Table 3. Drugs That Affect Phenytoin Concentrations
Interacting Agent | Examples |
Drugs that may increase phenytoin serum levels | |
Antiepileptic drugs | Ethosuximide, felbamate, oxcarbazepine, methsuximide, topiramate |
Azoles | Fluconazole, ketoconazole, itraconazole, miconazole, voriconazole |
Antineoplastic agents | Capecitabine, fluorouracil |
Antidepressants | Fluoxetine, fluvoxamine, sertraline |
Gastric acid reducing agents | H2 antagonists (cimetidine), omeprazole |
Sulfonamides | Sulfamethizole, sulfaphenazole, sulfadiazine, sulfamethoxazoletrimethoprim |
Other | Acute alcohol intake, amiodarone, chloramphenicol, chlordiazepoxide, disulfiram, estrogen, fluvastatin, isoniazid, methylphenidate, phenothiazines, salicylates, ticlopidine, tolbutamide, trazodone, warfarin |
Drugs that may decrease phenytoin serum levels | |
Antineoplastic agents usually in combination | Bleomycin, carboplatin, cisplatin, doxorubicin, methotrexate |
Antiviral agents | Fosamprenavir, nelfinavir, ritonavir |
Antiepileptic drugs | Carbamazepine, vigabatrin |
Other | Chronic alcohol abuse, diazepam, diazoxide, folic acid, reserpine, rifampin, St. John’s wort,a theophylline |
Drugs that may either increase or decrease phenytoin serum levels | |
Antiepileptic drugs | Phenobarbital, valproate sodium, valproic acid |
a The induction potency of St. John’s wort may vary widely based on preparation. |
Table 4 includes commonly occurring drug interactions affected by phenytoin (the active metabolite of CEREBYX). However, this list is not intended to be inclusive or comprehensive. Individual drug package inserts should be consulted. The addition or withdrawal of phenytoin during concomitant therapy with these agents may require adjustment of the dose of these agents to achieve optimal clinical outcome.
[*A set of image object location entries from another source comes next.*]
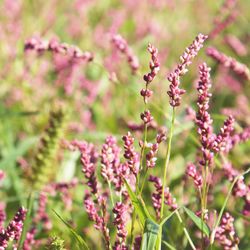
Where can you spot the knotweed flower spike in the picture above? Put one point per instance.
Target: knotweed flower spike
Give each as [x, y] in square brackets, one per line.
[154, 66]
[13, 230]
[175, 92]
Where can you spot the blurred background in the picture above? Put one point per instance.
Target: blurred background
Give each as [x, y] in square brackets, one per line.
[102, 96]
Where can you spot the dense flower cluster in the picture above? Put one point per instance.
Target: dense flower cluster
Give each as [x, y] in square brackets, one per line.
[175, 91]
[229, 62]
[119, 211]
[110, 159]
[121, 44]
[154, 66]
[153, 149]
[130, 154]
[100, 221]
[203, 119]
[193, 173]
[13, 230]
[223, 137]
[226, 234]
[156, 196]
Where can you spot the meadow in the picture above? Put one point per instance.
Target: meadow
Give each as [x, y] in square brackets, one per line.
[124, 124]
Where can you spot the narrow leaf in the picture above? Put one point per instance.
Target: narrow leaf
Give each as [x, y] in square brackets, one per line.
[150, 234]
[138, 204]
[198, 222]
[78, 238]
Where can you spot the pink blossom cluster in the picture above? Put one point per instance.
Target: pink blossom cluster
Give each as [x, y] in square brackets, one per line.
[203, 119]
[99, 221]
[112, 169]
[223, 137]
[2, 215]
[119, 211]
[121, 44]
[154, 66]
[156, 196]
[175, 91]
[194, 174]
[40, 46]
[225, 234]
[229, 62]
[88, 159]
[153, 149]
[130, 154]
[13, 230]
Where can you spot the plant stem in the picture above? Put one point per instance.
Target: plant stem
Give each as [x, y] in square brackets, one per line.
[132, 229]
[185, 231]
[111, 194]
[224, 205]
[30, 204]
[167, 161]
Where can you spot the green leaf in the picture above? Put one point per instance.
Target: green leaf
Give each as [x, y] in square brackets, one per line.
[150, 234]
[168, 245]
[81, 242]
[138, 204]
[198, 222]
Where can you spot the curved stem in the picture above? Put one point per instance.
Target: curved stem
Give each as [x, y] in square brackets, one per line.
[167, 161]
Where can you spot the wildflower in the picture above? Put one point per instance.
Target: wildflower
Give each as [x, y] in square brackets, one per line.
[14, 229]
[186, 59]
[88, 160]
[151, 155]
[224, 136]
[237, 46]
[2, 215]
[156, 196]
[154, 66]
[130, 154]
[99, 221]
[226, 234]
[110, 159]
[229, 62]
[146, 117]
[41, 213]
[192, 172]
[30, 241]
[119, 211]
[203, 119]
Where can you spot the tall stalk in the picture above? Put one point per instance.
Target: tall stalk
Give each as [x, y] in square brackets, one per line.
[167, 161]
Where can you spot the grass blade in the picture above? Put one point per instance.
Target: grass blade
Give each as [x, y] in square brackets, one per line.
[139, 205]
[197, 221]
[150, 235]
[81, 242]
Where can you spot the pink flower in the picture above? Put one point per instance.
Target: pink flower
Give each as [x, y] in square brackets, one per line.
[175, 91]
[14, 229]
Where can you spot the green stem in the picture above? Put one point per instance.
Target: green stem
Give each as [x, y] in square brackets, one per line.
[185, 231]
[132, 229]
[111, 194]
[224, 205]
[144, 180]
[167, 161]
[30, 204]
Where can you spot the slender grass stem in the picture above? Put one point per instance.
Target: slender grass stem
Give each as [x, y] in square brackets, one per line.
[185, 230]
[111, 194]
[224, 205]
[167, 161]
[30, 204]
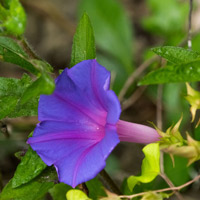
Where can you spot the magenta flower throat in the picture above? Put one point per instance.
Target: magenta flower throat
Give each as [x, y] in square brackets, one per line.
[79, 122]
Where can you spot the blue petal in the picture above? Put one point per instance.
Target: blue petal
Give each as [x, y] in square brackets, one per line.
[77, 130]
[77, 158]
[93, 79]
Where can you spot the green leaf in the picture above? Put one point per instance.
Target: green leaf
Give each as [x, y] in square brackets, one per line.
[11, 90]
[11, 52]
[30, 166]
[13, 19]
[155, 196]
[160, 22]
[58, 192]
[113, 31]
[33, 190]
[175, 172]
[43, 85]
[75, 194]
[96, 189]
[171, 74]
[177, 55]
[84, 43]
[150, 166]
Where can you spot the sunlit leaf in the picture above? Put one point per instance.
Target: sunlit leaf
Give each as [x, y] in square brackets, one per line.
[150, 166]
[33, 190]
[11, 90]
[173, 73]
[30, 166]
[11, 52]
[13, 17]
[177, 55]
[58, 192]
[83, 44]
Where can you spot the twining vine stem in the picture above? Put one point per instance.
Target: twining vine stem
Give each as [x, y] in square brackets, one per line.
[190, 25]
[162, 190]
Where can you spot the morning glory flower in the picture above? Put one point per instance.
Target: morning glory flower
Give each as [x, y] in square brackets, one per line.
[79, 124]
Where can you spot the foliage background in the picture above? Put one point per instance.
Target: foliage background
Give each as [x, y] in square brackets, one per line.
[50, 28]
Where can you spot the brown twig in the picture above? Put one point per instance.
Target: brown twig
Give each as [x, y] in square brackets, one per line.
[50, 11]
[162, 190]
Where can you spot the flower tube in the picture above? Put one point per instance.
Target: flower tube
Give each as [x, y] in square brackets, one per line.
[79, 124]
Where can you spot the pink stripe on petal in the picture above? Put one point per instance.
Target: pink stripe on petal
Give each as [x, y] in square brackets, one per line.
[137, 133]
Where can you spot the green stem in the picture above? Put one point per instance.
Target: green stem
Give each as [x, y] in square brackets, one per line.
[28, 49]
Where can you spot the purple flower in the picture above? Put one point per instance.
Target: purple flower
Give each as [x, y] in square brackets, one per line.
[79, 124]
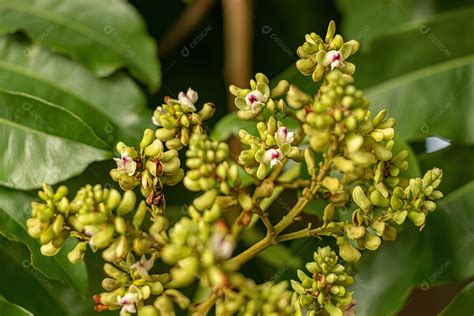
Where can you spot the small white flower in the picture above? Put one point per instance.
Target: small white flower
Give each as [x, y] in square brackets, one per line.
[156, 115]
[128, 303]
[273, 156]
[144, 265]
[283, 136]
[221, 245]
[255, 98]
[188, 99]
[333, 58]
[125, 163]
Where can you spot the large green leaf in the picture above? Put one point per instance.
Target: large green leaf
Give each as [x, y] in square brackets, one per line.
[10, 309]
[462, 304]
[441, 253]
[14, 211]
[28, 287]
[42, 142]
[103, 35]
[109, 105]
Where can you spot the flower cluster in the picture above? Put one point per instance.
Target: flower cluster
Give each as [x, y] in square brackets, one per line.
[319, 56]
[209, 166]
[274, 145]
[251, 102]
[325, 289]
[177, 119]
[346, 159]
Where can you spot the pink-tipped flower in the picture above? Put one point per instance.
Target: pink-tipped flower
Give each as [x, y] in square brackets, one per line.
[273, 156]
[188, 99]
[255, 98]
[283, 136]
[126, 164]
[128, 303]
[143, 266]
[333, 58]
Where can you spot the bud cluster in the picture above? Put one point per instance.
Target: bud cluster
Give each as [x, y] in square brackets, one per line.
[197, 249]
[251, 102]
[209, 166]
[351, 163]
[130, 285]
[319, 57]
[325, 288]
[381, 210]
[274, 145]
[177, 119]
[102, 218]
[248, 298]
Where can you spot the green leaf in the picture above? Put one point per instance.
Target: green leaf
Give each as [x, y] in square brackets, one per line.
[453, 162]
[462, 304]
[109, 105]
[429, 90]
[103, 35]
[441, 253]
[28, 287]
[365, 19]
[10, 309]
[42, 142]
[14, 211]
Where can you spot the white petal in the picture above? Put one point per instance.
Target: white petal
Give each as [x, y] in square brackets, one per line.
[192, 95]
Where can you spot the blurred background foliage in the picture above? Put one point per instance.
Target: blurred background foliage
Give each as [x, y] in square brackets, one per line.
[76, 76]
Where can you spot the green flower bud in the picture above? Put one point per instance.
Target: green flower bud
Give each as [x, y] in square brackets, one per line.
[360, 199]
[103, 238]
[319, 141]
[371, 242]
[206, 200]
[164, 134]
[245, 201]
[139, 215]
[49, 250]
[120, 225]
[164, 305]
[378, 199]
[115, 273]
[148, 138]
[348, 253]
[127, 204]
[113, 199]
[77, 254]
[154, 149]
[353, 231]
[418, 218]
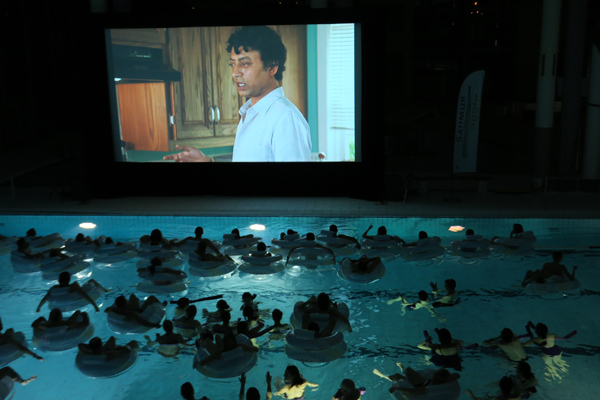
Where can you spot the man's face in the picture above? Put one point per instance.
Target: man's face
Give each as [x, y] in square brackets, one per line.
[249, 75]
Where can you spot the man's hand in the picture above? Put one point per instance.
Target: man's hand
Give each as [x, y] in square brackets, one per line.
[189, 154]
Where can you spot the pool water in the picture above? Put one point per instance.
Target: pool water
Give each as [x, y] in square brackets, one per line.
[382, 334]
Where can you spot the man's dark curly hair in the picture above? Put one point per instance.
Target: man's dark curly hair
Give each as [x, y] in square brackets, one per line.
[264, 40]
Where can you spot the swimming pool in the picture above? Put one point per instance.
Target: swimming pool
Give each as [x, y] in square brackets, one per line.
[382, 335]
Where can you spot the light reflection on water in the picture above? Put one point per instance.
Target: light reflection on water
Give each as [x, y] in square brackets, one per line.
[383, 334]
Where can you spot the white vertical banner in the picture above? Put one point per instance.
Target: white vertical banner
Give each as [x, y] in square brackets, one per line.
[468, 112]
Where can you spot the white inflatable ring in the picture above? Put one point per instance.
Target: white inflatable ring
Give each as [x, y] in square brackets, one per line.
[59, 338]
[260, 258]
[302, 346]
[151, 251]
[73, 269]
[67, 300]
[97, 365]
[10, 352]
[210, 269]
[561, 284]
[345, 272]
[232, 363]
[446, 391]
[85, 248]
[154, 313]
[154, 288]
[319, 318]
[380, 242]
[25, 265]
[262, 269]
[49, 241]
[229, 240]
[172, 263]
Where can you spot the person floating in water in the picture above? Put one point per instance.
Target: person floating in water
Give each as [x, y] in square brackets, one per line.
[293, 384]
[509, 343]
[553, 268]
[419, 382]
[253, 393]
[551, 353]
[445, 354]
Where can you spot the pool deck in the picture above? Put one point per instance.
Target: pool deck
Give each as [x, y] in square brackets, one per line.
[572, 205]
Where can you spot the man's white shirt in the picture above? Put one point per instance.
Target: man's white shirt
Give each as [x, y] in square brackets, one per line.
[272, 130]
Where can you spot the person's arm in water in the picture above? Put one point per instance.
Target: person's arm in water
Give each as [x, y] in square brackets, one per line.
[570, 276]
[189, 154]
[365, 236]
[269, 390]
[242, 386]
[84, 294]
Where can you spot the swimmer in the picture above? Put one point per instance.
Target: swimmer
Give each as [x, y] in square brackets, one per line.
[507, 389]
[10, 373]
[198, 232]
[156, 266]
[56, 319]
[236, 236]
[327, 331]
[252, 318]
[81, 238]
[423, 301]
[187, 392]
[310, 237]
[515, 233]
[248, 300]
[333, 228]
[364, 265]
[418, 381]
[64, 280]
[551, 353]
[253, 393]
[323, 304]
[209, 342]
[243, 329]
[156, 238]
[131, 309]
[510, 344]
[229, 343]
[451, 294]
[109, 349]
[215, 316]
[169, 343]
[203, 256]
[24, 248]
[278, 327]
[382, 231]
[263, 247]
[6, 338]
[422, 235]
[183, 303]
[554, 268]
[225, 326]
[293, 384]
[187, 324]
[347, 391]
[444, 354]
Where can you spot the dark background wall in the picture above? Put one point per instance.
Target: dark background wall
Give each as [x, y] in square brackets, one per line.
[48, 64]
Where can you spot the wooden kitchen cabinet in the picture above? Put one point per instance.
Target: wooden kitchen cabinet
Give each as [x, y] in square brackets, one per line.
[143, 114]
[206, 100]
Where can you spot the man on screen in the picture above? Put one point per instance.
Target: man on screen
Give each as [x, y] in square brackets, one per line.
[271, 128]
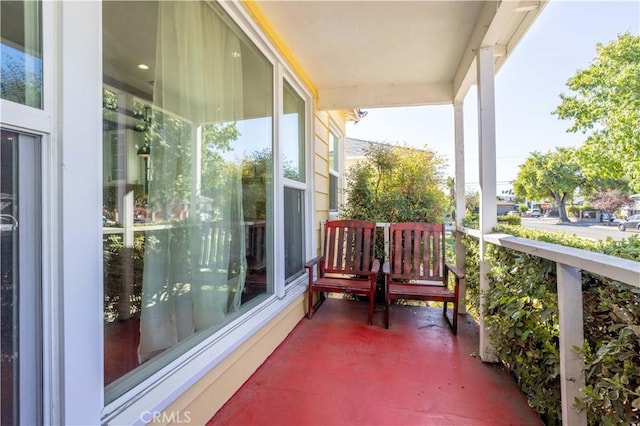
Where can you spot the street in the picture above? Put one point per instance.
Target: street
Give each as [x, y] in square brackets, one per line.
[595, 231]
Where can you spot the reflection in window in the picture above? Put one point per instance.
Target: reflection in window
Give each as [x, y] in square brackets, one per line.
[187, 147]
[292, 128]
[334, 158]
[21, 52]
[293, 145]
[293, 233]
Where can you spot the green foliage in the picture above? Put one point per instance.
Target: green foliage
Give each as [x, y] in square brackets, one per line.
[554, 175]
[396, 184]
[522, 317]
[116, 258]
[472, 275]
[19, 83]
[509, 220]
[604, 104]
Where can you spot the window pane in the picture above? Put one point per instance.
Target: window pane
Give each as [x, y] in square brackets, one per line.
[292, 128]
[293, 233]
[333, 152]
[333, 192]
[187, 144]
[21, 52]
[20, 274]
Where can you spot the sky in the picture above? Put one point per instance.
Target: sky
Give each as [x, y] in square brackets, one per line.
[527, 90]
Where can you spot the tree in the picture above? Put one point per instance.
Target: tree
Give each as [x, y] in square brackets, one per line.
[605, 105]
[396, 184]
[555, 175]
[610, 201]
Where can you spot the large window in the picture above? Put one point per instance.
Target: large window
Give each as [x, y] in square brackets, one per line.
[334, 171]
[188, 175]
[21, 52]
[293, 146]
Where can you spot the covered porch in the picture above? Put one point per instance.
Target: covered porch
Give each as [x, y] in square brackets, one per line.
[335, 369]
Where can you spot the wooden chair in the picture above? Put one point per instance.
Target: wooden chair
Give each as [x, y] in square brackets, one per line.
[416, 269]
[348, 264]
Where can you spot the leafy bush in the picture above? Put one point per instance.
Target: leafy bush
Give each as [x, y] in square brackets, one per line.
[116, 257]
[523, 323]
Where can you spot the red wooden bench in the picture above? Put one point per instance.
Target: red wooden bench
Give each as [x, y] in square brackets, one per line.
[416, 269]
[348, 263]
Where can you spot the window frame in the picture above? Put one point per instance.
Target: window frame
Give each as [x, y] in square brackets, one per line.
[160, 389]
[337, 172]
[39, 123]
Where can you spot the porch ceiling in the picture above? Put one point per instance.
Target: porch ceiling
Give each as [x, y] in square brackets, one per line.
[391, 53]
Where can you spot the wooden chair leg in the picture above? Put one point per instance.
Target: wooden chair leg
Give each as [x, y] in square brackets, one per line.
[386, 312]
[310, 297]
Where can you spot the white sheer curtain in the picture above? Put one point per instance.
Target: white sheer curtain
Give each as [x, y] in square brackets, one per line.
[193, 272]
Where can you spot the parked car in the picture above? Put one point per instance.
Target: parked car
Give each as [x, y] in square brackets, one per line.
[606, 216]
[534, 213]
[8, 223]
[632, 222]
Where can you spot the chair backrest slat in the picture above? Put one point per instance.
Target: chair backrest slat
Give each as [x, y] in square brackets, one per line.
[416, 251]
[349, 246]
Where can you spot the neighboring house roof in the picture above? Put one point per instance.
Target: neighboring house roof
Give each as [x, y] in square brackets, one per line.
[355, 148]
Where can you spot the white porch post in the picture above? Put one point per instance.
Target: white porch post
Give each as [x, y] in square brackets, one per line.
[570, 318]
[458, 119]
[487, 160]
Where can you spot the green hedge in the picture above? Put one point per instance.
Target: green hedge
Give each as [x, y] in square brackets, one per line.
[522, 316]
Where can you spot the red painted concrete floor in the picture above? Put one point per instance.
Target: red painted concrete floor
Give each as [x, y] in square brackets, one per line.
[336, 370]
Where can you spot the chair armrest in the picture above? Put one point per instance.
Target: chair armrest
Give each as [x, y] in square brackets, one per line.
[375, 268]
[457, 272]
[313, 261]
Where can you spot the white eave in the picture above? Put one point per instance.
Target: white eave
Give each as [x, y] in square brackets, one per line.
[390, 53]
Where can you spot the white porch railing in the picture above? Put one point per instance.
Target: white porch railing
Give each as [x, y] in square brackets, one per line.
[570, 264]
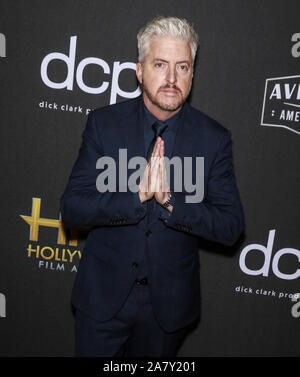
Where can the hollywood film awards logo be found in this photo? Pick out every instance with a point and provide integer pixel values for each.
(281, 104)
(64, 256)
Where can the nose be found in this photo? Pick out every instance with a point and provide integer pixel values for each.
(171, 75)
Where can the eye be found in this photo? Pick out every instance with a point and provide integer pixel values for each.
(159, 65)
(183, 67)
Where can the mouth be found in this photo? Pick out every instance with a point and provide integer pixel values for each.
(170, 90)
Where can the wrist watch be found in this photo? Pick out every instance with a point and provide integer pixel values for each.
(169, 201)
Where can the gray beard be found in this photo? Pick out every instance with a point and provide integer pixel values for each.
(160, 106)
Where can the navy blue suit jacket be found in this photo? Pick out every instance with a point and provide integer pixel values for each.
(118, 231)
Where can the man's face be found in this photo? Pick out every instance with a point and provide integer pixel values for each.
(166, 75)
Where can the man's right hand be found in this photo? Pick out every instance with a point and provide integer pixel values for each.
(150, 180)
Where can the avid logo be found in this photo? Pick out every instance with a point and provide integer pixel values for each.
(49, 257)
(2, 46)
(281, 104)
(75, 72)
(296, 307)
(2, 305)
(270, 262)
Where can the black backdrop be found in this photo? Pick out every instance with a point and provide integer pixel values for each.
(246, 77)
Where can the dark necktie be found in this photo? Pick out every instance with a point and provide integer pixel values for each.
(158, 129)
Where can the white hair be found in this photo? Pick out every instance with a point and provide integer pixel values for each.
(166, 27)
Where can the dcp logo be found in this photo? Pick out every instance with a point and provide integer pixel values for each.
(78, 73)
(267, 254)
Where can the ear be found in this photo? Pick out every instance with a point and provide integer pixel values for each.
(139, 72)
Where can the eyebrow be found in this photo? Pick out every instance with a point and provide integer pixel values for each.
(166, 61)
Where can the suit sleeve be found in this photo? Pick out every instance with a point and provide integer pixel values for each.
(219, 217)
(81, 204)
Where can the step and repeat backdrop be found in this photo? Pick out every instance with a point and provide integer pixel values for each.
(61, 59)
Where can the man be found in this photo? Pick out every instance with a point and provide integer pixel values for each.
(137, 287)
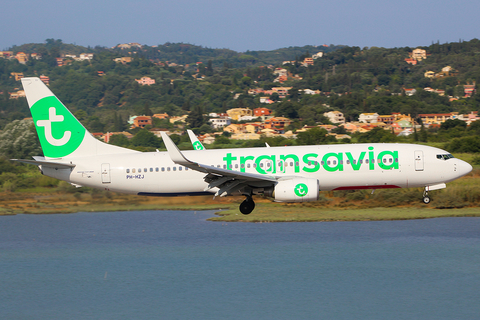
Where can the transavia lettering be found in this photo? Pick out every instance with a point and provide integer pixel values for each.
(313, 162)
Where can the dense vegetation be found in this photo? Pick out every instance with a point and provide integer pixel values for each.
(352, 80)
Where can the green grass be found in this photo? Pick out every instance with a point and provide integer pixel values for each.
(289, 213)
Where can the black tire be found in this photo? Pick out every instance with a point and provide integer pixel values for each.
(426, 199)
(247, 206)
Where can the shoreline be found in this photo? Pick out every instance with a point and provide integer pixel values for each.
(226, 210)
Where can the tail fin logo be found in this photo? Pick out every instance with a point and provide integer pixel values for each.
(59, 132)
(47, 124)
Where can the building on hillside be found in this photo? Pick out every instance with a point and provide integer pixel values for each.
(308, 62)
(45, 79)
(281, 91)
(335, 117)
(6, 54)
(142, 121)
(22, 57)
(411, 61)
(418, 54)
(161, 115)
(259, 112)
(236, 113)
(387, 119)
(266, 100)
(85, 56)
(108, 135)
(123, 60)
(409, 92)
(220, 122)
(277, 123)
(145, 81)
(18, 94)
(469, 90)
(429, 74)
(368, 117)
(435, 118)
(179, 118)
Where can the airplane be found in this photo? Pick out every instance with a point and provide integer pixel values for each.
(285, 174)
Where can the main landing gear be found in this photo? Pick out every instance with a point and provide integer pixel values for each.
(247, 206)
(426, 198)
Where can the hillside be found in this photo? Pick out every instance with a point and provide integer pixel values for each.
(349, 79)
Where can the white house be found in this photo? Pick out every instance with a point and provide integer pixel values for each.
(368, 117)
(335, 117)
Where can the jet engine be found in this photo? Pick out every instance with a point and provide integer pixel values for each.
(295, 190)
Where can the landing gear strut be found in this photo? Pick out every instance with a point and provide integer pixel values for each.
(247, 206)
(426, 198)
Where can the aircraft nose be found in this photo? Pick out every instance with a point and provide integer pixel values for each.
(463, 168)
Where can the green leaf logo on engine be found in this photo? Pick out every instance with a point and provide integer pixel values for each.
(301, 190)
(197, 145)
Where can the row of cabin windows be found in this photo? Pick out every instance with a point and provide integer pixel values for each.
(254, 165)
(157, 169)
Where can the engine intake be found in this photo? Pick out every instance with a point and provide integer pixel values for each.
(296, 190)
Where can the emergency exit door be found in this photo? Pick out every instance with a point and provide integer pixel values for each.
(418, 160)
(105, 172)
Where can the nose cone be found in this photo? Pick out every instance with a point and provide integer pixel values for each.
(463, 168)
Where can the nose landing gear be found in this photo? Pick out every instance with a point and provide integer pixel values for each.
(426, 198)
(247, 206)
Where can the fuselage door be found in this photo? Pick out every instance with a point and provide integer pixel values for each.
(418, 160)
(105, 172)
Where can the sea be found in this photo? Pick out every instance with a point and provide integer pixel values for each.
(178, 265)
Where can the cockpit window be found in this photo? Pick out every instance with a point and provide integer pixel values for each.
(444, 156)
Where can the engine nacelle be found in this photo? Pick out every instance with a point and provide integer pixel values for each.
(296, 190)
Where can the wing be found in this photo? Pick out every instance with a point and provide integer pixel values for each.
(227, 181)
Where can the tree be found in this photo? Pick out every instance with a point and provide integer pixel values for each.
(145, 138)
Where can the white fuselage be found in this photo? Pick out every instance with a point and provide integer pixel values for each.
(337, 167)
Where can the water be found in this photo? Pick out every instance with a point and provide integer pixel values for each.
(176, 265)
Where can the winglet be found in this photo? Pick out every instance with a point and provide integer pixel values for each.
(173, 151)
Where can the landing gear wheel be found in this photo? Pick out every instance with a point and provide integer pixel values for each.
(247, 206)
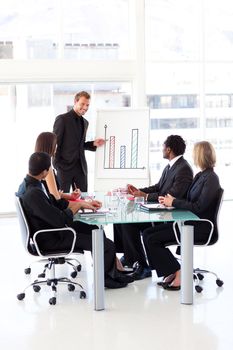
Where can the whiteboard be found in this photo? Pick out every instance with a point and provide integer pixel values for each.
(125, 156)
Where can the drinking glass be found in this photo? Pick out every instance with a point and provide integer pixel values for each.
(138, 201)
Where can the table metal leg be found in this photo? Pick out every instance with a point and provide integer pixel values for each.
(186, 264)
(98, 267)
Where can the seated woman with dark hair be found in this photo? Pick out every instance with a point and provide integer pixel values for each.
(44, 211)
(201, 200)
(47, 142)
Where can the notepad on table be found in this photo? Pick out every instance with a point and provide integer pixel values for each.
(154, 207)
(89, 212)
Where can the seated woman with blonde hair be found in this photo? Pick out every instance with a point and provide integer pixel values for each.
(201, 200)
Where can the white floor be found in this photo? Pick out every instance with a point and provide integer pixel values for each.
(141, 316)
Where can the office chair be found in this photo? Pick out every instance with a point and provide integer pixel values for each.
(213, 236)
(51, 258)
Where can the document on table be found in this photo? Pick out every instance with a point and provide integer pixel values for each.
(154, 207)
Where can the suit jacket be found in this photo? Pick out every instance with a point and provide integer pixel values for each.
(43, 211)
(202, 195)
(177, 182)
(70, 146)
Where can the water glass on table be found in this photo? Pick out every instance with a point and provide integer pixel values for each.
(138, 201)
Table 4: Drugs Affected by Phenytoin
Interacting Agent | Examples |
Drugs whose efficacy is impaired by phenytoin | |
Azoles | Fluconazole, ketoconazole, itraconazole, posaconazole, voriconazole |
Antineoplastic agents | Irinotecan, paclitaxel, teniposide |
Delavirdine | Phenytoin can substantially reduce the concentrations of delavirdine. This can lead to loss of virologic response and possible resistance. |
Neuromuscular blocking agents | Cisatracurium, pancuronium, rocuronium and vecuronium: resistance to the neuromuscular blocking action of the nondepolarizing neuromuscular blocking agents has occurred in patients chronically administered phenytoin. Whether or not phenytoin has the same effect on other non-depolarizing agents is unknown. Prevention or Management: Patients should be monitored closely for more rapid recovery from neuromuscular blockade than expected, and infusion rate requirements may be higher. |
Warfarin | Increased and decreased PT/INR responses have been reported when phenytoin is coadministered with warfarin. |
Other | Corticosteroids, doxycycline, estrogens, furosemide, oral contraceptives, paroxetine, quinidine, rifampin, sertraline, theophylline, and vitamin D |
Drugs whose level is decreased by phenytoin | |
Antiepileptic drugsa | Carbamazepine, felbamate, lamotrigine, topiramate, oxcarbazepine |
Antilipidemic agents | Atorvastatin, fluvastatin, simvastatin |
Antiviral agents | Efavirenz, lopinavir/ritonavir, indinavir, nelfinavir, ritonavir, saquinavir Fosamprenavir: phenytoin when given with fosamprenavir alone may decrease the concentration of amprenavir, the active metabolite. Phenytoin when given with the combination of fosamprenavir and ritonavir may increase the concentration of amprenavir |
Calcium channel blockers | Nifedipine, nimodipine, nisoldipine, verapamil |
Other | Albendazole (decreases active metabolite), chlorpropamide, clozapine, cyclosporine, digoxin, disopyramide, folic acid, methadone, mexiletine, praziquantel, quetiapine |
a The effect of phenytoin on phenobarbital, valproic acid and sodium valproate serum levels is unpredictable |
Care should be taken when using immunoanalytical methods to measure serum phenytoin concentrations following CEREBYX administration.